Dr. iur. Stefan Lammel, Dr. Jan Henning Martens
Zusammenfassung
GmbH-Gesellschafter sind verpflichtet, einer Abberufung von Geschäftsführern zuzustimmen, wenn der Verbleib der Geschäftsführer in der GmbH für die Gesellschaft unzumutbar ist. Das ist der Fall, wenn in der Person des Geschäftsführers wichtige Gründe für die Abberufung vorliegen.
Hintergrund
Der Kläger ist gemeinsam mit seinem Onkel Gesellschafter der beklagten GmbH, beide halten 50 % der Anteile. Der Kläger wollte in einer Gesellschafterversammlung die Abberufung des Geschäftsführers aus wichtigem Grund erreichen.
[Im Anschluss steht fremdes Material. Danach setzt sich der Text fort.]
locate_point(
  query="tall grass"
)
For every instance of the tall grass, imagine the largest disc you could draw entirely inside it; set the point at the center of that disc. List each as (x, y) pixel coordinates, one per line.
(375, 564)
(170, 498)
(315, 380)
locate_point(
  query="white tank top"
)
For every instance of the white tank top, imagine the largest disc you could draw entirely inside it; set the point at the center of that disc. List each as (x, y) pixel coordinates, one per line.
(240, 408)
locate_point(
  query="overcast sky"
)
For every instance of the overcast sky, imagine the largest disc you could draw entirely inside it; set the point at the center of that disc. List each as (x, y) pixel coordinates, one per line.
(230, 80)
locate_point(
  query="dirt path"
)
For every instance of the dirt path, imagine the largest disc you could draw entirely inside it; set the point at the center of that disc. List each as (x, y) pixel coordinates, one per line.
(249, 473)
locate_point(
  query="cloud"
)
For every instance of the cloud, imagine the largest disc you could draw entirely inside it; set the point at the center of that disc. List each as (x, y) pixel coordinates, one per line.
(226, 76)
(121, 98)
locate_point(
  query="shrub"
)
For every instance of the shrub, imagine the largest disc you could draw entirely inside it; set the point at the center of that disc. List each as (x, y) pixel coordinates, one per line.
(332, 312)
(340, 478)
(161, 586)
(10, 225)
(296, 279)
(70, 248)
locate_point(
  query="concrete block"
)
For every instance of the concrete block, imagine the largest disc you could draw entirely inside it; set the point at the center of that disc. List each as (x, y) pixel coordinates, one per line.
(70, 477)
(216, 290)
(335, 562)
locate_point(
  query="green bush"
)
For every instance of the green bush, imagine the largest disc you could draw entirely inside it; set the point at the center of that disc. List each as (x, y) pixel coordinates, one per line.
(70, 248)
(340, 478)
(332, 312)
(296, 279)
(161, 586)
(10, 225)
Dieser habe unter anderem eine Falschaussage in einer anderen, die Gesellschaft betreffenden Streitigkeit getätigt. Auch sei das Vertrauensverhältnis zerrüttet. Der Kläger stimmte für die Abberufung, der Onkel des Klägers dagegen.
Mit seiner Feststellungsklage verfolgt der Kläger das Ziel, die wirksame Abberufung des Geschäftsführers durch den Gesellschafterbeschluss feststellen zu lassen. Die Stimmabgabe seines Onkels sei wegen Verstoßes gegen die gesellschaftsrechtliche Treuepflicht nichtig.
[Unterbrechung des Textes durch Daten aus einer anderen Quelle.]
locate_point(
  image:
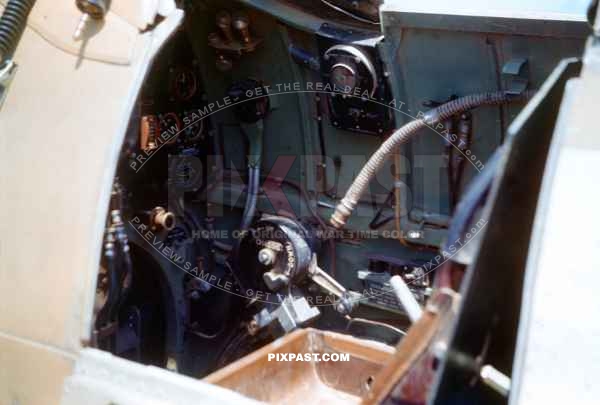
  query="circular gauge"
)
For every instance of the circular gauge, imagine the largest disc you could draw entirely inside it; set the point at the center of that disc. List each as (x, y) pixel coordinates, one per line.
(184, 83)
(193, 131)
(343, 77)
(170, 125)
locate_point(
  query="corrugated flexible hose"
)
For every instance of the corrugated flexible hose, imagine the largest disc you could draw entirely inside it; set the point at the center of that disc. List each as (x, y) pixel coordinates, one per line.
(12, 24)
(439, 114)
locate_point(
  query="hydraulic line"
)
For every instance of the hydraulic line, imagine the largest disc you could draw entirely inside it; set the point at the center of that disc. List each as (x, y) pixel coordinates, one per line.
(12, 25)
(407, 132)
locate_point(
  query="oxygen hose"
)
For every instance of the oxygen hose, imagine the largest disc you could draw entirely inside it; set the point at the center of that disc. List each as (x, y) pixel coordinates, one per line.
(434, 116)
(12, 25)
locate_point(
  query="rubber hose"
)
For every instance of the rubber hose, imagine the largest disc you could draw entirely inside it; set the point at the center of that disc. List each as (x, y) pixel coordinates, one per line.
(12, 25)
(404, 134)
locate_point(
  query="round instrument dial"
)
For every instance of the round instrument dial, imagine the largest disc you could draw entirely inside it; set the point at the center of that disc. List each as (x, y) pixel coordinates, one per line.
(343, 76)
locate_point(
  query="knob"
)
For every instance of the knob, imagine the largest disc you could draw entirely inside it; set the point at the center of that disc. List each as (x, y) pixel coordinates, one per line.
(240, 24)
(91, 9)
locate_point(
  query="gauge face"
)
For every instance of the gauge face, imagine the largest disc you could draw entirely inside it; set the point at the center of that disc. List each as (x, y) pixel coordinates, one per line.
(193, 131)
(343, 77)
(184, 84)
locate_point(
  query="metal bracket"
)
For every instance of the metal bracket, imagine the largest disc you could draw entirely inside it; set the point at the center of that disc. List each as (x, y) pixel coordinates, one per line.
(7, 74)
(517, 75)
Das LG Bielefeld wies die Klage ab. Hiergegen wandte sich der Kläger mit der Berufung.
Das OLG wies die Berufung als unbegründet zurück. Das Gericht stellte zunächst klar, dass es nach der gesellschaftsrechtlichen Treuepflicht für alle Gesellschafter geboten sein kann, der Abberufung eines Geschäftsführers zuzustimmen. Das ist dann der Fall, wenn in der Person des Geschäftsführers wichtige Gründe vorliegen, die sein Verbleiben für die Gesellschaft unzumutbar machen.
Allerdings führte das Gericht aus, dass wichtige Gründe im gegebenen Fall nicht ersichtlich seien, denn eine – als wichtiger Grund ausreichende - vorsätzliche Falschaussage zu Gunsten des anderen Gesellschafters konnte nicht bewiesen werden.
Schließlich ließ das Gericht die vom Kläger vorgebrachte Behauptung der Zerrüttung des Vertrauensverhältnisses nicht ausreichen. Ein zerrüttetes Vertrauensverhältnis stelle nur dann einen wichtigen Grund zur Abberufung eines Geschäftsführers dar, wenn die Zerrüttung auf eine nicht unerhebliche Pflichtverletzung des Geschäftsführers zurückzuführen sei.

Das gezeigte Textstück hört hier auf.